Past Projects
Women's Empowerment Group
CCRVI's founder and President, Will Flanders, has been actively involved, since July 1995, in the ManKind Project ("MKP"), an international organization providing powerful training programs for men. (See www.mkp.org for more information.) One of the projects he was involved with since August 2006 is the Western Mass Integration Group Incubator (the "Incubator")- an expanded version of MKP's standard integration group training. After Will stepped down as the Incubator's founder and trainer in January 2014, women who knew men who had participated in the Incubator asked Will to start a similar training program for women. This training program began in December 2014, ran for four years, with three different groups of women. Over these years, Will took an increasingly smaller role as women took on leadership roles and he stepped down completely in December 2017. The program has resulted in the formation of a powerful, skilled women's group which continues to this day.
Greenfield Food Study
In 2013 CCRVI provided grant funding for the creation of the Greenfield Food Study for the City of Greenfield, Massachusetts, based on research performed by Greenfield Community College students and those of the Conway School of Landscape Design.
Shelburne Falls Food Security Project
In the Winter of 2009, CCRVI undertook the first in what we hope will be a series of projects evaluating the capacity of the Shelburne Falls Village to feed itself. In collaboration with the Conway School of Landscape Design, we worked with three Conway School students to evaluate the capacity of the residents of the Village of Shelburne Falls, MA, to produce all of our own food. See the full report published at www.issuu.com.
West County Resilience Project
Between 2009 and 2010, CCRVI supported regular meetings, workshops, and activities to promote community resilience in the western part of Franklin County, Massachusetts, with the intention of assisting the community to be better prepared for an array of possible difficult community challenges including floods, pandemics, ice storms, peak oil, global climate change, and/or economic system collapse.

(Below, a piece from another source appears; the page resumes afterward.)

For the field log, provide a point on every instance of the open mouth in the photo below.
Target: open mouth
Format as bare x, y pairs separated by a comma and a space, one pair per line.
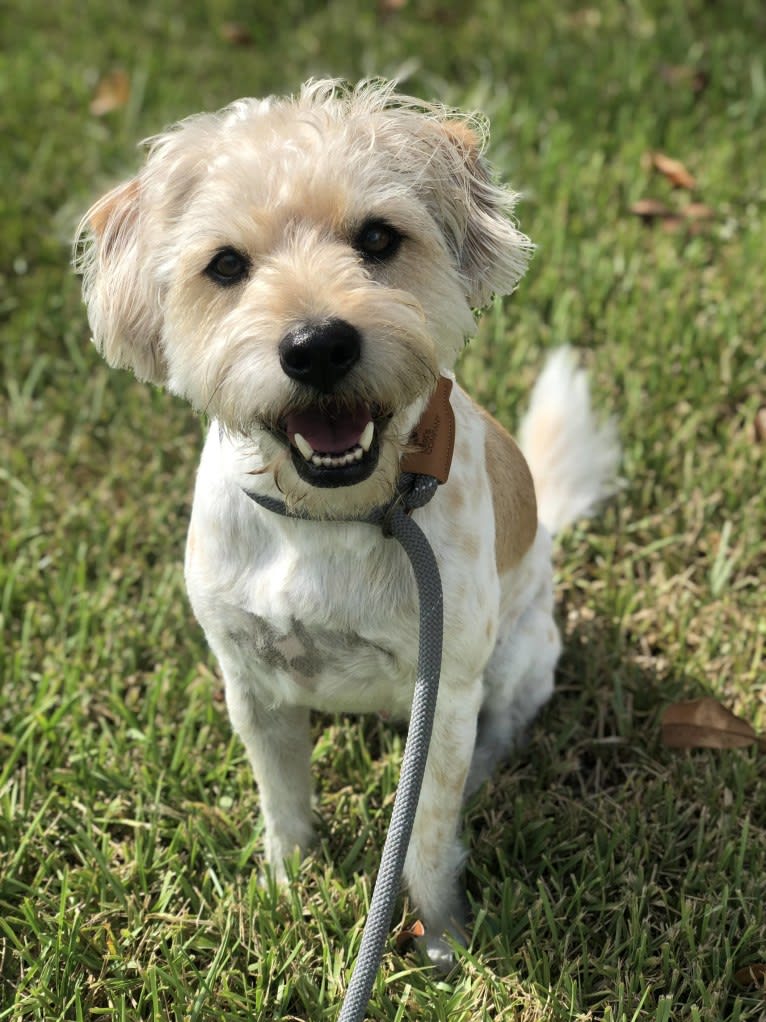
334, 445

Apios Institute - Permaculture Education and Research
CCRVI sponsored the start-up phase of the Apios Institute, located in Western MA. Apios promotes the development of permaculture as an innovative approach to growing local food as well as living more intimately with the Earth and each other. Click here to read more about the Apios Institute.

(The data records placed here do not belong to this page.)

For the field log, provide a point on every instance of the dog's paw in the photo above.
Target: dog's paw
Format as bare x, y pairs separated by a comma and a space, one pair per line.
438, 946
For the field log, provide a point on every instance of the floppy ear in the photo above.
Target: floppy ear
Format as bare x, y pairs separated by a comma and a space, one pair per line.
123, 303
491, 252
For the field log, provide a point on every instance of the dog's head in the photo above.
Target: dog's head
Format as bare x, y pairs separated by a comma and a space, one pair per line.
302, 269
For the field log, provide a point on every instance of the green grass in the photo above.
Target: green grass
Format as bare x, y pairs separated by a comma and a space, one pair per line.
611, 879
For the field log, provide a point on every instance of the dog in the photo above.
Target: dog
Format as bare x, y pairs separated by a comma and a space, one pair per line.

Renew Building Materials and Salvage
CCRVI sponsored ReNew, located in Brattleboro, VT, during its start-up phase. ReNew was a non-profit, tax-exempt, building materials recycling store, started in September 2005, which hand-deconstructed unwanted buildings for salvage materials, sold a variety of used, surplus, and green building materials, supported the development of affordable housing in a number of ways, and provided related educational programs.
Earthstory Gathering
From 2005-2015, CCRVI served as the fiscal sponsor for the annual, week-long, Earthstory gathering of environmental activists, held in various places in MA and VT each August.
Community Mapping Project
CCRVI supported a volunteer community mapping project in the Montague Plains (a unique ecosystem in located in Montague, Massachusetts) which identified the environmentally - destructive human usage patterns in the Plains - including where people dumped trash, where they rode ATVs which caused erosion problems, etc.. The project resulted in a map of the Plains which allowed the citizens of Montague to address these problems more coherently and clean up the Plains. CCRVI, through a grant from Northeast Utilities, obtained and provided to the project, a set of PDAs with attached GPS units. The PDAs used mapping software developed by a CCRVI volunteer. The Montague volunteers used the PDA/GPS/mapping software units to identify sites on the ground which were then be located on the map.
Visiting Native Elders
CCRVI provided grants to the Red Eagle Lodge, a Montague, Massachusetts, based group which brought Native American teachers/elders to the Bioregion and sponsored related activities.
Economic Crisis Research and Education
CCRVI supported the development of an educational program, including lectures, DVDs, and slide presentations which describe (a) the current crisis state of the financial system in the US and the world, (b) the current global crises in food, water, energy availability and global warming, diminishing and/or deteriorating natural resources (including oil, forests, grasslands); (c) the benefits of shifting to a more locally-based and ecologically-wise culture, and (d) ways that local communities can begin to move toward a more locally-based and ecologically-wise culture.